Now let's create and configure the Runner with our task agent:

In [None]:
# Initialize the Runner with your project hash
runner = Runner(project_hash="your-project-hash-here")

# Register the recaption_agent with a specific stage in your workflow
@runner.stage("Recaption Video")
def recaption_task(
    project: Project,
    label_row: Annotated[LabelRowV2, Annotated],
    task: AgentTask,
    frame_content: Annotated[np.ndarray, Annotated[dep_single_frame, {"frame": 0}]]
) -> str:
    return recaption_agent(project, label_row, task, frame_content)

## Running the Agent

Now we can run our agent on the project:

In [None]:
# Set to refresh every 60 seconds to continuously check for new tasks
runner(refresh_every=60)

## How It Works

### Workflow Requirements

For this notebook to work, your project should have:

1. An ontology with four text classifications:
   - A text classification for a human-created caption
   - Three text classifications for the LLM to fill in

2. A workflow with at least one agent stage named "Recaption Video" and at least two pathways:
   - "Completed" - for tasks that successfully generated captions
   - "No Human Caption" - for tasks that had no human caption to work with

### Process Flow

1. The Runner periodically checks for tasks in the "Recaption Video" stage
2. For each task, it loads the label row and checks if there's a human-created caption
3. If a caption exists, it sends the caption and the first frame to GPT-4o-mini
4. The LLM generates three alternative captions
5. The agent adds these captions to the label row and saves it
6. The task moves to the "Completed" pathway

### Agent Customization

You can customize this agent by:
- Changing the system prompt to get different types of rephrases
- Using a different LLM model
- Adjusting the temperature for more or less creative outputs
- Adding more classification fields for additional types of captions

## Conclusion

In this notebook, we created a task agent that automatically generates alternative captions for videos based on human-written descriptions. The agent uses GPT-4o-mini to create diverse, natural, and concise rephrases of the original caption.

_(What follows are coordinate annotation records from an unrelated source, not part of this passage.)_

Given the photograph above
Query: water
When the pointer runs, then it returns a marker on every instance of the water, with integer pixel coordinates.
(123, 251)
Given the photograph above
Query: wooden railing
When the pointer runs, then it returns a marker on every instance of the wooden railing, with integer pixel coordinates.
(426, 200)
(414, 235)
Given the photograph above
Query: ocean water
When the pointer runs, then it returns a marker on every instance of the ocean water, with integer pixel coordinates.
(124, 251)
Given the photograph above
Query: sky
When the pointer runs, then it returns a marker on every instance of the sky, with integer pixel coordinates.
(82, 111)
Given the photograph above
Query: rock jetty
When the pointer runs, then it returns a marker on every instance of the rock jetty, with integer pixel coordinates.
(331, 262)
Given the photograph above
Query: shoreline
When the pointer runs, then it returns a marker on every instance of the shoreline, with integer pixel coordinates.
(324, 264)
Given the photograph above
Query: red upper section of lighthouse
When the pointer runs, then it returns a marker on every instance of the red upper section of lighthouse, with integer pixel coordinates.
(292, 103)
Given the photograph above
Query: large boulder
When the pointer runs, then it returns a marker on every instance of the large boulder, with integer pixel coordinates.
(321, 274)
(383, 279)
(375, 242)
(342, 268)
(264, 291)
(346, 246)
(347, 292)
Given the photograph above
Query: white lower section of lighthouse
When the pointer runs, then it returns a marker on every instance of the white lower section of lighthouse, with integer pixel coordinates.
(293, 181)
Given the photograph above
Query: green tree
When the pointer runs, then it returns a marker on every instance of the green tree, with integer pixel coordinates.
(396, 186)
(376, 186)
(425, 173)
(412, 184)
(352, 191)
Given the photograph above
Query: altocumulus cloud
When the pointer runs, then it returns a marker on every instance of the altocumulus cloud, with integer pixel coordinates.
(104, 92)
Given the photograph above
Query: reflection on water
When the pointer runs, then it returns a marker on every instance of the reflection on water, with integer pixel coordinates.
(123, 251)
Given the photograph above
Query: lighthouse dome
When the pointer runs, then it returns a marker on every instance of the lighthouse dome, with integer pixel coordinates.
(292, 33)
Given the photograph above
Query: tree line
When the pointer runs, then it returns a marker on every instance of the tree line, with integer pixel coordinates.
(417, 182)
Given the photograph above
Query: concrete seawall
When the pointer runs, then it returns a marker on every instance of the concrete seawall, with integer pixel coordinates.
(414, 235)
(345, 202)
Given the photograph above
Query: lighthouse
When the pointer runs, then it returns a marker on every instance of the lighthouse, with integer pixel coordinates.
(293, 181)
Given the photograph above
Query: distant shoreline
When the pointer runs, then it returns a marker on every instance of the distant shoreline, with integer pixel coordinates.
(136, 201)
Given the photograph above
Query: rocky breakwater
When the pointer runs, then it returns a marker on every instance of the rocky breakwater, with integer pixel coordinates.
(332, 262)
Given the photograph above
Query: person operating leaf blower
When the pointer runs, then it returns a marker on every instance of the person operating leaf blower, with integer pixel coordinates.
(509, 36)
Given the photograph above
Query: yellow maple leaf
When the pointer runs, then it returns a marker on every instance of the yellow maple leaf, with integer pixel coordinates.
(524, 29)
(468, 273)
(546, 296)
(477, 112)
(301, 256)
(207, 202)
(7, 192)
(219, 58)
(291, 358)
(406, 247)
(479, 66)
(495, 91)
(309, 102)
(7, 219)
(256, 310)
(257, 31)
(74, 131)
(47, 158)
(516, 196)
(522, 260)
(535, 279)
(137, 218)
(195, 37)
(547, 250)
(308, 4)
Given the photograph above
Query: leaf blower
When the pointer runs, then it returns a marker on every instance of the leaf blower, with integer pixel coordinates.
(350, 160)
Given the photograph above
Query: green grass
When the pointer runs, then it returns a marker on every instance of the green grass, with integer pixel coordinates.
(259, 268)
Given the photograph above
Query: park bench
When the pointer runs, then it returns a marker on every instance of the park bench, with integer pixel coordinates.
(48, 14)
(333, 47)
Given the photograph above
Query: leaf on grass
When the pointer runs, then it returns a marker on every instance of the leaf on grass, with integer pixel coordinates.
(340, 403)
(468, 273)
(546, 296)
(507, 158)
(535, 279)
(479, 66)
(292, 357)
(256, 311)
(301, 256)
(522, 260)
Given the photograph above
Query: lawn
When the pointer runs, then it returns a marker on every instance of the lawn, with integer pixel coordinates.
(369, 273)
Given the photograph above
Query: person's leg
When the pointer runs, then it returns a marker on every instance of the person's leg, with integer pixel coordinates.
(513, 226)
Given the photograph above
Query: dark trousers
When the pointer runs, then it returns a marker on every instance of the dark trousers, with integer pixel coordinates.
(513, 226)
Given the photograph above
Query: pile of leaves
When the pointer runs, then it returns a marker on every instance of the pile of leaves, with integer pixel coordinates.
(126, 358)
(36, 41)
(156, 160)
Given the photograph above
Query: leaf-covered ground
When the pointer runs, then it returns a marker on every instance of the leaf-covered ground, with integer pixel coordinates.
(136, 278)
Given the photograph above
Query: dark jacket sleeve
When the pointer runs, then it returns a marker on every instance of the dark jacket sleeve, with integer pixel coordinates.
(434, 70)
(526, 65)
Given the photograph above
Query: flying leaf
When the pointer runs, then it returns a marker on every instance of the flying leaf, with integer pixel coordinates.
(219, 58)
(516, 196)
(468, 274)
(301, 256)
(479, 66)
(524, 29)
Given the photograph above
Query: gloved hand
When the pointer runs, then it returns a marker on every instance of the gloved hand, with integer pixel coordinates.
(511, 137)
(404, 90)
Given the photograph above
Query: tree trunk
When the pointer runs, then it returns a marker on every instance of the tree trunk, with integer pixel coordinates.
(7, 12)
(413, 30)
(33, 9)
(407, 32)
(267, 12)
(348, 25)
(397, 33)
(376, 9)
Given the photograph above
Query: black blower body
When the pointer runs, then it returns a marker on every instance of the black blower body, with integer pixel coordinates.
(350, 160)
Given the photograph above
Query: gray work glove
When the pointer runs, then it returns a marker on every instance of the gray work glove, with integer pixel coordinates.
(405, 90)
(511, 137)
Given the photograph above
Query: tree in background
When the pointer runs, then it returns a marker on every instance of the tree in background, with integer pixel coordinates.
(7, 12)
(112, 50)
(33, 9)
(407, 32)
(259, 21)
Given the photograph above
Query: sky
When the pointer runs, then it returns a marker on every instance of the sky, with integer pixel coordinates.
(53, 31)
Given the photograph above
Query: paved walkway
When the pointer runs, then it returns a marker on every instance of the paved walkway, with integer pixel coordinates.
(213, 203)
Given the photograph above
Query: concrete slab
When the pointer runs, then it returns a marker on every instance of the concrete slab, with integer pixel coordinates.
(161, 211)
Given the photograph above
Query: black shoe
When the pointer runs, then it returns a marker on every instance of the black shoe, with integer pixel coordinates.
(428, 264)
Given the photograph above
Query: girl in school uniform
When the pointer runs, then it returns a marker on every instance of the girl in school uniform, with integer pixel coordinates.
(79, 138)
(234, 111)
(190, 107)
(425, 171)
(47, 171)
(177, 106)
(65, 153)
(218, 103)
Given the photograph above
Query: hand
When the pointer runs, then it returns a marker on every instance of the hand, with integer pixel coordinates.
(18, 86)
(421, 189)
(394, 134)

This approach can be extended to other use cases, such as:
- Generating descriptions in multiple languages
- Creating captions optimized for different purposes (marketing, accessibility, technical documentation)
- Building a dataset of varied descriptions for training computer vision models

By using the Encord Agent Task Runner, we've created a workflow that can process tasks in batches, automatically retry failed operations, and continuously monitor for new tasks.